The study found that 46 per cent of respondents felt the quality of their sex got worse after having children.
More women than men felt their sex lives had changed, with 47 per cent of women saying intimacy decreased compared to 40 per cent of men.
There was a small percentage of parents that saw an improvement in that area of their lives but the majority felt it either worsened or stayed the same.
There was a noticeable difference between sex drives of men and women after having children, with 61 per cent of mums stating they wanted less sex while only 30 per cent of men agreed.
Reasons behind the decrease in sexual desire differed for each person, but common factors were fatigue, feeling "touched out" after having kids clinging to you all day and simply just not having enough time.
The report also offered a possible biological reason that many mums feel less of a desire for sex than dads.
"One aspect may be the differing biology between the sexes, as women are wired to develop a strong bond with their kids, which comes by way of the "love" hormone oxytocin, and taking care of a small child can satisfy a woman's need for attachment and closeness," the study read.

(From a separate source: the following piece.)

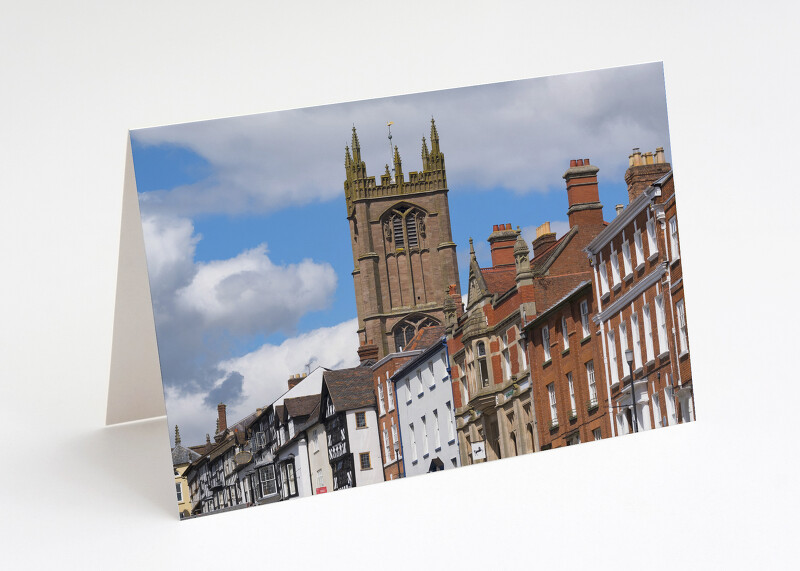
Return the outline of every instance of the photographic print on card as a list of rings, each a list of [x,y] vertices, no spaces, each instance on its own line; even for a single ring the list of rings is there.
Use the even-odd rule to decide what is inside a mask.
[[[182,518],[695,418],[660,63],[131,140]]]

"However, this is only one small part of the issue, as having a baby is an enormous life change for mums."
The study also explored how the type of intimacy changed within relationships, with many noting cuddling became more frequent, while making out occurred a lot less.
How often a couple had sex was almost halved when kids were introduced into the mix. The average of 19 times a month was cut down to 10 times a month post-birth.
Just under a half of respondents experienced a decrease in sexual activity and there was quite a high level of dissatisfaction that came along with it.
Conversely, there were some couples that experienced an increase in sexual activity, with 79 per cent of that group saying they were happy about the change.
Even when parents do find time alone together there is often a nagging thought in the back of their mind worrying about their child walking in and being scarred for life, with 15 per cent of respondents living that nightmare.
Some of the most common ways parents found time to get it on was to wait until the children were asleep or taking a shower together.
More creative options included dropping the kids off at someone else's house and meeting their partner back home on their lunch break.
Overall the study found that sex doesn't completely stop after kids, rather parents just need to adjust to a new way of being intimate with each other.
"Sex after parenthood typically does not come to a screeching halt unless there is another underlying issue," the study read.
"However, most parents report that intimacy does change after they become parents, likely due to logistics and the changing roles they take on as they navigate parenthood with their partner."